I was quite familiar with the cases of Madeleine Smith (after all there’s a wonderful film version Madeleine) and Constance Kent, while the other cases were either recognizable just by name or completely unknown. If you’re looking for the nitty gritty details of the crimes, then this isn’t the book for you. as the book examines the “accused murderesses as women rather than as criminals.” Included are some fascinating facts and figures:

For example, in England from 1855 to 1874 the annual totals of women tried for murder, which ranged from twelve to forty-two, twice exceeded those for men and normally were half as high, whereas women were only a fifth to a quarter of those tried in assize courts for all felonies.

The cases of Marie Lafarge and Euphémie Lacoste, four years apart, involved arranged marriages both which ended with dead husbands allegedly poisoned by their wives.  In spite of the fact that there was solid evidence against Marie Lafarge whose case, for this reader, garnered far less sympathy than that of Euphémie Lacoste, the Lafarge case generated a great deal more public sympathy at the time.  Part of this wave of public sympathy for Marie, and not for Euphémie, can be explained by the fact that Marie was a member of the aristocracy and was a Parisian. Also there was the issue that the orphaned Marie was married off  by her relatives using the services of a marriage bureau–a small fact that Marie was unaware of when she tied the knot. Marie’s relatives, obviously in a hurry to get rid of the young woman, failed to investigate her future husband’s finances. Poor Euphémie Lacoste, on the other hand, was just 22 when she was married off by her parents to her nasty, syphilitic 68-year-old uncle, and stuck in the provinces, she was subjected to more judgement and petty, small-minded gossip than her more romantically-perceived Parisian counterpart. These days, Marie Lafarge, who seemed to be her own romantic creation, would be on facebook whipping up a fanbase, or “her believers” as she called them and selling copies of her memoirs.
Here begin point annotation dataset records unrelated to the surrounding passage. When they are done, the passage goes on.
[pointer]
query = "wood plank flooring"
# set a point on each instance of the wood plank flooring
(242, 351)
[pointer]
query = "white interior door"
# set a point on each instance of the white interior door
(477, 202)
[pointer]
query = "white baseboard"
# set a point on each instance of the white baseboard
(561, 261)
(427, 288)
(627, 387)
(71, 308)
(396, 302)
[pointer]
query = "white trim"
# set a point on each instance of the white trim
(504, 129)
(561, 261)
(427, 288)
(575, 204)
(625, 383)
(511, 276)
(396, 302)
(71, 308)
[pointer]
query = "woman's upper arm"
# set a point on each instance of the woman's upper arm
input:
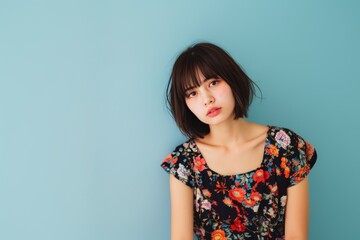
(181, 210)
(297, 211)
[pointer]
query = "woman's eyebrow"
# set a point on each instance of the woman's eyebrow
(203, 81)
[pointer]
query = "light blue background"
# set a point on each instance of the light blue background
(84, 127)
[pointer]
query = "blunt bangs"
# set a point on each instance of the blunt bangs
(212, 62)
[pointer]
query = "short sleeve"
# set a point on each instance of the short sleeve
(178, 163)
(299, 161)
Both Marie’s guardians and Euphémie’s parents were criticized in the national press for the husbands they selected for their charges. The fact that neither young woman had a real role in the decision was deplored more in Marie’s case, for although Lacoste appeared to be a worse choice than Lafarge, greater regard was expected for the wishes of a young woman of Marie’s status and “romantic” credentials. In any case, a young woman’s right to participate in the choice, and even to seek a love-match, was an emerging urban deal which provincial girls were not seen to share. For Euphémie, criticism centered less on the failure to consult the bride-to-be than on the choice of a husband who was three times her age.

Marie, with echoes of Madame Bovary’s early attempts to make her marriage livable,  preemptively put her foot down in the marriage, and made her own status in the family home quite clear while Euphémie seemed to be little better than a servant/concubine in her uncle’s/husband’s home. Another fascinating tidbit here is the author’s comment that “it has been observed that the French wife consistently exercised more unchallenged authority within her sphere of the home that her English counterpart.”

Both cases delved into sexual relations between husband and wife which included details of neglected  “personal hygiene” by the husbands, and Lacoste preferred to consult the veterinarian for his many ailments rather than the local doctor. The case of Marie Lafarge became one of the weapons in the arsenal for the argument for divorce and the inherent moral problem of a husband’s “legal right to rape,” especially interesting since Marie Lafarge clearly held the reins of the sexual relationship she may or may not have had with her husband. It’s fascinating to read the reaction of the day to Euphémie’s case, a case in which she was clearly victimized by the press and the local population of the small provincial town she lived in.